I’ve made a point on this blog not to post on the weekends. This isn’t an iron-clad rule, but I’ve been fairly consistent recently. The primary reason for this is that I believe the whole “24-hour news cycle” is simply a marketing scheme meant to push advertisement sales at news channels, and we could probably all benefit from taking a small break on the weekends to reflect.
But there are times when I have to admit I’m wrong, and this weekend certainly was one of those. In an unusually eventful weekend, Barack Obama seems to have swept all the primaries and caucuses on the Democratic side, having won in four states. And on the Republican side, James Dobson suddenly decided that Chuck Norris was fighting on the side of God – the Right-Hand Karate Chop of the Lord, as it were – and threw his support to Mike Huckabee. Or at least, that’s the way the media has – seemingly without a trace of reflection or analysis – chosen to let Huckabee and Dobson spin it.
But of course, if you think Dobson’s support of Huckabee is about actual faith in his ability to win the nomination – much less the general, much less lead the nation – I’ve got a bridge to sell you in Babylon. Even the mathematical possibility of Huck winning the incumbent number of delegates slips slowly away as I type, like money down a televangelist’s shirt pocket. Had this support been really meaningful, it would have been given months ago when Dobson was threatening to stay home or raise a third party candidate. No, what this is about is draining John McCain’s coffers of every red cent that he can and embarrassing the party to prove his own relevancy.
It’s no accident that the endorsement happened just days before the primaries that Huck was most likely to win in the first place: Dobson may or may not have added a bit of oomph to Huckabee’s appeal in Virginia, but more likely, this was a way to make it appear as though that is what happened.

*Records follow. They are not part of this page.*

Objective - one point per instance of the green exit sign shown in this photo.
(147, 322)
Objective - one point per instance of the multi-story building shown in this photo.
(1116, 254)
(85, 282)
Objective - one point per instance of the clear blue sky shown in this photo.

It’s your basic political magic trick to give Huckabee a certain air of providential inevitability, touched by the hand of god, in the eyes of the yokel faithful.
That forces John McCain to continue contesting the Republican nomination instead of launching his national campaign (which, as we’ve been told by Mitt Romney, is for the good of the nation). That’s a waste of money when the nomination is so clearly sewn up, but then that’s the point.
But couldn’t Dobson be grooming a third party candidate, like he’d threatened run? Perhaps, but I doubt it.
I suspect that Dobson knows that his idea of a third party candidate was probably ill-advised: never minding that third party candidates rarely accomplish much more than being a spoiler, if a Christian third party challenger entered the fray, the unmoderated religious tenor of the candidacy would probably make three quarters of the country queasy. They would doubtless fail miserably in all but the most backward of counties, and Dobson would end up merely ruining his own credibility.
Ah! But if the Republicans loose the election – especially when there was a Christian candidate waiting in the wings who had made a good showing but lost – well then, he can claim that the Party lost because the Party lost its Christian moorings. All this without having to expose his Evangelical powerhouse to scrutiny.
Or, maybe he’s just an asshole. There’s lots of those out there.